The Falcon 2000S retains the 28 VDC electrical architecture of the Falcon Jet family with both main and essential buses. Left and right sides of the system normally are split for fault isolation and manually switched together when needed. There is no automatic bus tie. Power is supplied by two engine-driven brushless generators, two lead-acid batteries and an APU, rated for both ground and flight operation up to 35,000 ft. External power can be supplied by a ground power unit.
The left wing, half the center wing box and aft fuselage tanks are grouped together and feed the left engine. The right wing, half the center wing box and the forward fuselage tanks form the other side feeding the right engine. The DX and S have identical fuel tanks. Total fuel capacity is 14,600 lb., with fuel contained in left and right wing, fore and aft center wing and fore and aft fuselage tanks. Compared to the LX and LXS, the S has shorter fore and aft belly tanks that reduce fuel quantity by 2,060 lb. The left- and right-side fuel systems have almost the same fuel capacity, with the latter holding 64 lb. more and most of that typically is consumed by the APU prior to engine start.
Dual left and right brushless DC fuel boost pumps, housed in quick-change dry sump canisters, supply the engines and APU. After engine start, the bleed air system pressurizes the fuel tanks. If a boost pump fails, this maintains positive head pressure to feed the engine-driven fuel pumps, even at full takeoff power.
The left- and right-side 3,000-psi hydraulic systems, each having two pumps and using MIL-H-5606 red fluid, power the flight control actuators, leading-edge slats, trailing-edge flaps and wheel brakes, along with the nosewheel steering, landing gear and gear doors, plus airbrakes and thrust reversers. One of the pumps in the right-side system is electrically powered and can provide power to essential hydraulic equipment if all three engine-driven pumps are inoperative. The four main wheel brakes are fitted with carbon heat packs. Dassault originally planned for an optional auto-brake system, but the final runway V speeds were so low that engineers deemed it unnecessary.
The primary flight controls are fully hydraulically powered in all three axes. There is an indicated speed-proportionate artificial control feel (Arthur Q) system for roll. Position of the horizontal stabilizer varies the amount of control feel force in pitch. The result is a nearly constant stick force per g of vertical acceleration. The rudder has a simple spring box for artificial feel.

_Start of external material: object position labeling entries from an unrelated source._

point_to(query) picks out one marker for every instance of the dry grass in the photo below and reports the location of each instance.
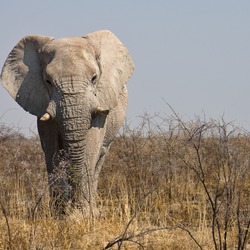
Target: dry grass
(165, 185)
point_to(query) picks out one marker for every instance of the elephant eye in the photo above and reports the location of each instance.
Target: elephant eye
(49, 82)
(94, 78)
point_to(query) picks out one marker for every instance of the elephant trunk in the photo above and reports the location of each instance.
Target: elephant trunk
(75, 112)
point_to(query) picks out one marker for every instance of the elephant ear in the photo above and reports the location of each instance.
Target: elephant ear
(116, 66)
(22, 75)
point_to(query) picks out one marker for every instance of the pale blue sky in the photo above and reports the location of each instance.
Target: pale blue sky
(193, 54)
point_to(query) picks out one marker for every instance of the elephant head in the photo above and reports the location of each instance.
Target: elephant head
(67, 83)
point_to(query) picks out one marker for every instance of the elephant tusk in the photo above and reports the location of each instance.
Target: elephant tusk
(45, 117)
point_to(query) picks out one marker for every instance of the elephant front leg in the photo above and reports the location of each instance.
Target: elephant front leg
(56, 165)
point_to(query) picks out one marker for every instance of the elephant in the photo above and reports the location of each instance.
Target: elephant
(77, 89)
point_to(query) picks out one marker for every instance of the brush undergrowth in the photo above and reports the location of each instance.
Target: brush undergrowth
(166, 184)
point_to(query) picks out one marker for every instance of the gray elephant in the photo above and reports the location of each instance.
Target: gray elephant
(76, 88)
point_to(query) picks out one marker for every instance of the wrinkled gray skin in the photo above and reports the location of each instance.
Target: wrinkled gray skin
(76, 88)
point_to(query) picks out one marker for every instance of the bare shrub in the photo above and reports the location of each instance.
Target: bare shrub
(165, 184)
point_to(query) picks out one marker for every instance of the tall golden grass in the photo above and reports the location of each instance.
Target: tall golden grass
(166, 184)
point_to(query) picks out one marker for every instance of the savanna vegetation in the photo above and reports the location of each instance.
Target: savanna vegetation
(166, 184)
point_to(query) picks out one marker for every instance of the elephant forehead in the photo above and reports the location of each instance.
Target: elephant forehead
(68, 55)
(69, 46)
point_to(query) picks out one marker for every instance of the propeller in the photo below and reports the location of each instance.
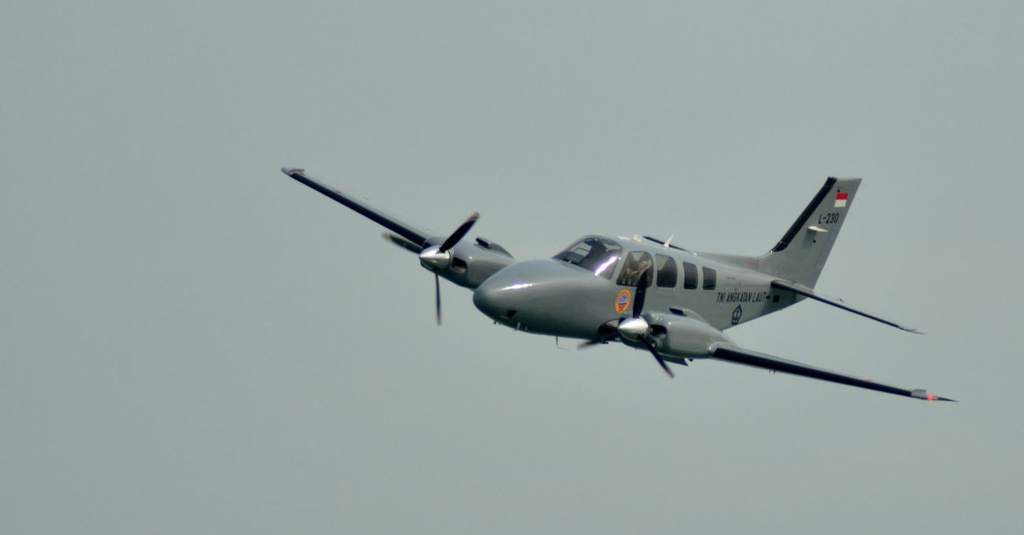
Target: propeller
(637, 328)
(437, 258)
(633, 329)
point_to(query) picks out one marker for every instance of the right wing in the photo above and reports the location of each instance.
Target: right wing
(728, 352)
(411, 237)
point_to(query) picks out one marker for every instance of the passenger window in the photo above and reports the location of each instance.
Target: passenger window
(636, 263)
(711, 279)
(689, 276)
(667, 272)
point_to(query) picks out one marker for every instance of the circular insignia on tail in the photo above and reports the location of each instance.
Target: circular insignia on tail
(623, 300)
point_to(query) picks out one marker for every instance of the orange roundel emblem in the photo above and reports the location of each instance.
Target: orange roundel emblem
(623, 301)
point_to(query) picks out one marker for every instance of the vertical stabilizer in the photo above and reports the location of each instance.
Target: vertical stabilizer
(802, 252)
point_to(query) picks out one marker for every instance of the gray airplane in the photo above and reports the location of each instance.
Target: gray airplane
(645, 293)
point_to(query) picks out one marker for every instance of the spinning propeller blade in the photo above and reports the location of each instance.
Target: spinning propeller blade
(638, 310)
(437, 258)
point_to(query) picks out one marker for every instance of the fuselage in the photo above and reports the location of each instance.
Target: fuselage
(594, 282)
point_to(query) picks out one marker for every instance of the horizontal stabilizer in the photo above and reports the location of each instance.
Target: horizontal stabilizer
(760, 360)
(809, 293)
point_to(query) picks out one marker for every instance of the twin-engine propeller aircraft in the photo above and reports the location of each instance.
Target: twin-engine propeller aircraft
(647, 294)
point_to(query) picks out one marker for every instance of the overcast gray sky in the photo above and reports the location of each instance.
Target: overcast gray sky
(190, 342)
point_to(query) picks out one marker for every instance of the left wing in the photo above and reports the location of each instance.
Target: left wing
(728, 352)
(412, 238)
(800, 289)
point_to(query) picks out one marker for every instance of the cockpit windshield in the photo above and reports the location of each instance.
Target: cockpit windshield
(593, 253)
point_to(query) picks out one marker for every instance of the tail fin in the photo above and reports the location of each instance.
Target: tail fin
(802, 252)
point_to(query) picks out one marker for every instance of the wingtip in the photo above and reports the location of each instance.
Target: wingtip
(921, 394)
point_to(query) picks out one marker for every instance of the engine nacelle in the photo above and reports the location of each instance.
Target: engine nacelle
(685, 335)
(471, 263)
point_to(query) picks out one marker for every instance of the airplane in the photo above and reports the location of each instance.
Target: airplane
(642, 292)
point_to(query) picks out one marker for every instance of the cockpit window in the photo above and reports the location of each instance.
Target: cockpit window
(636, 263)
(595, 254)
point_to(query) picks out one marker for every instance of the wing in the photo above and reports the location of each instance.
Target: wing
(726, 352)
(411, 237)
(809, 292)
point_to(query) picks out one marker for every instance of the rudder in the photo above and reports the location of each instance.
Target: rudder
(802, 252)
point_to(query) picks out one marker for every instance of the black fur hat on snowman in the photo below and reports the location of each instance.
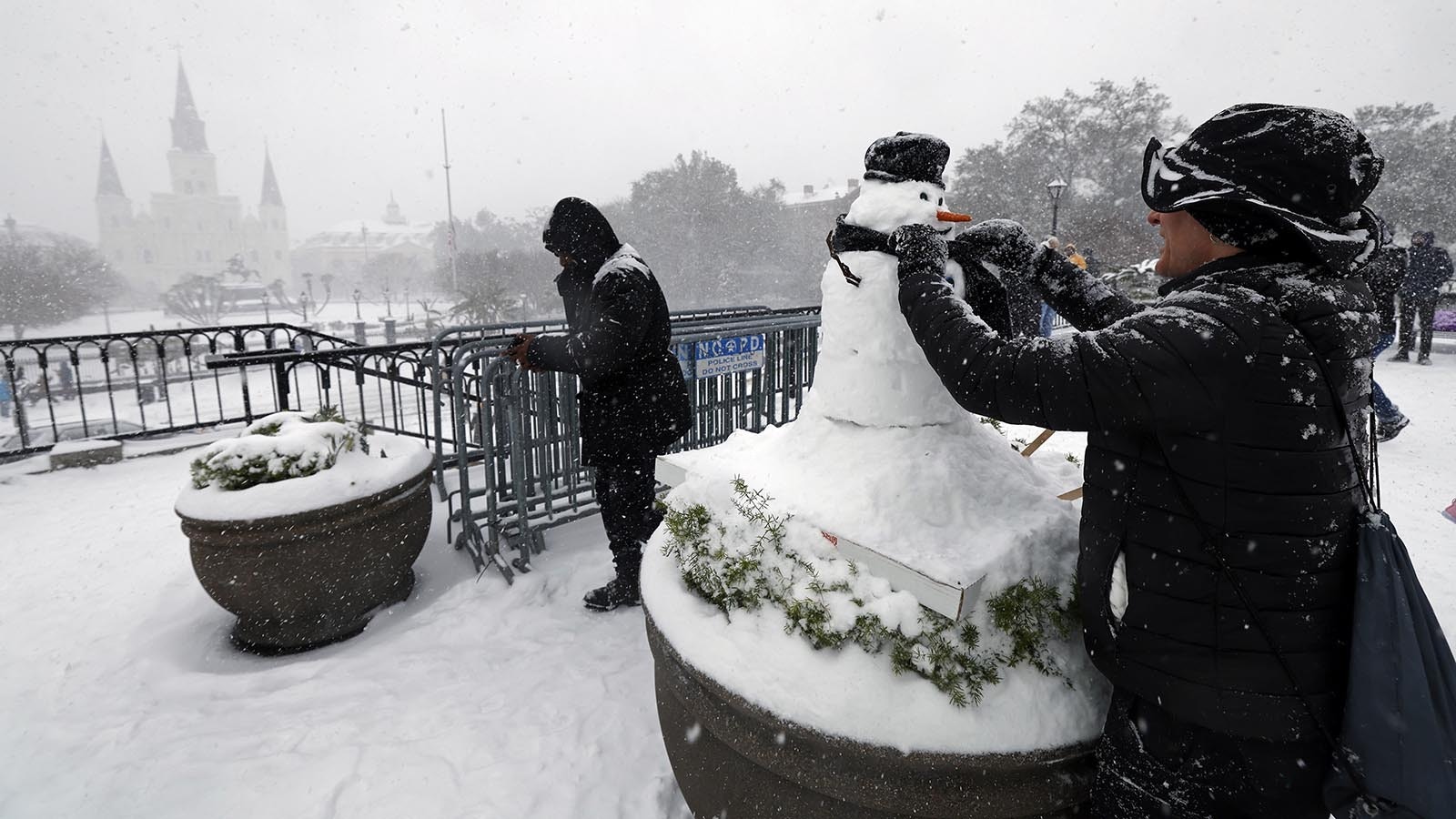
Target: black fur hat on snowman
(907, 157)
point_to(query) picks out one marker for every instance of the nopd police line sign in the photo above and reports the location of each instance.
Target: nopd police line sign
(720, 356)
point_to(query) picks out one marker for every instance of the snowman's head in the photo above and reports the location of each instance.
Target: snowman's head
(885, 206)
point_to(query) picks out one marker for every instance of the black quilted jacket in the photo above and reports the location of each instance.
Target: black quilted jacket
(1216, 385)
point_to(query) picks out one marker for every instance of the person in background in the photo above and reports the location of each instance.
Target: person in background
(1048, 317)
(1431, 266)
(632, 402)
(1075, 257)
(1216, 453)
(1385, 274)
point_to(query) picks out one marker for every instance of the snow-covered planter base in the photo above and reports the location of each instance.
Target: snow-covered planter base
(303, 577)
(733, 758)
(766, 712)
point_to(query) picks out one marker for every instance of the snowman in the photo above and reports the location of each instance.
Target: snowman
(870, 370)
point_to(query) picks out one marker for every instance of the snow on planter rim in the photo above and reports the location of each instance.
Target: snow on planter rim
(951, 500)
(854, 694)
(354, 475)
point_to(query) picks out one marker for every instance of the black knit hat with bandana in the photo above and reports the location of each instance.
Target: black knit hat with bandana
(1273, 177)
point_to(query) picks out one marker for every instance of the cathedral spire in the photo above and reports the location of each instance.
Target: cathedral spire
(108, 182)
(271, 194)
(188, 131)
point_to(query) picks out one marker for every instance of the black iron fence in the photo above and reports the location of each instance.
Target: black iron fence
(136, 383)
(507, 443)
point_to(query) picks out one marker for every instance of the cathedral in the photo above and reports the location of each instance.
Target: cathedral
(194, 228)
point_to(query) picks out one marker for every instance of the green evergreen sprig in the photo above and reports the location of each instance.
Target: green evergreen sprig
(746, 574)
(218, 467)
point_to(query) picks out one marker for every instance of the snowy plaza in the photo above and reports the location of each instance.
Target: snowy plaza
(739, 410)
(123, 697)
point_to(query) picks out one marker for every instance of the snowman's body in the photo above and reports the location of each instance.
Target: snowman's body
(870, 370)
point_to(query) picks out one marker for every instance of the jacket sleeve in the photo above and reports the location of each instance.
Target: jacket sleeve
(1085, 300)
(619, 318)
(1172, 366)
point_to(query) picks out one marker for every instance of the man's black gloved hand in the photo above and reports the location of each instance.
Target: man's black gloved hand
(999, 242)
(919, 247)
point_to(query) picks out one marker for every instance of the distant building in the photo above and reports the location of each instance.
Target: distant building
(346, 248)
(12, 230)
(193, 228)
(813, 208)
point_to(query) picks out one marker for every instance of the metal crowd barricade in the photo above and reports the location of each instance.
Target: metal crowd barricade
(448, 344)
(517, 435)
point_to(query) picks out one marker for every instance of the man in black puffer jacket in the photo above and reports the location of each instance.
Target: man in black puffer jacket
(1213, 442)
(632, 401)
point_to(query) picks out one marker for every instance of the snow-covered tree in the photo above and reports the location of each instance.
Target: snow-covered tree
(50, 283)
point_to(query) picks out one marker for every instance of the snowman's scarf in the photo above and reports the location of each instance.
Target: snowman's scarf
(983, 292)
(848, 238)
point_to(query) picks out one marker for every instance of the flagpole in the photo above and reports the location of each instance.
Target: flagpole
(444, 137)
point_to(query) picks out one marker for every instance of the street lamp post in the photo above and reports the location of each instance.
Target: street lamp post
(1055, 189)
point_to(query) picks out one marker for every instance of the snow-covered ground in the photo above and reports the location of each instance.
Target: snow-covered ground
(121, 698)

The control surfaces have no trim tabs. Electro servos also reposition the neutral points of the aileron and rudder artificial control feel units to provide trim in those axes.
Dual electric trim motors reposition the movable horizontal stabilizer for pitch trim. There is an automatic Mach trim that increases speed stability between Mach 0.77 and Mach 0.87. The stab range of motion has been recalibrated from +2 deg./-10 deg. to +1 deg./-11 deg. to provide increased nose-up pitch control authority to counter the effect of the winglets and new high-lift system.
The slats and three-position flaps work together as high-lift devices. On Falcon Jets, the full-span slats provide most of the slow speed lift augmentation. The S is also equipped with the Falcon 900LX's three-position trailing edge flaps, along with other high-lift design features. When compared to older Falcon 2000 aircraft with partial-span slats, the full-span slats increase stalling angle of attack (AOA) by as much as 4 deg., thereby cutting stall speed by as much as 8 kt.
The slats also function as automatic stall protection devices at high AOA. If the aircraft is in the clean configuration, the outboard slats extend at high AOA to enhance roll control characteristics by energizing the boundary layer over the wing with a high velocity air stream. If the slats are extended, the inboard slats retract as AOA approaches stall to produce a positive stall break while maintaining full roll control.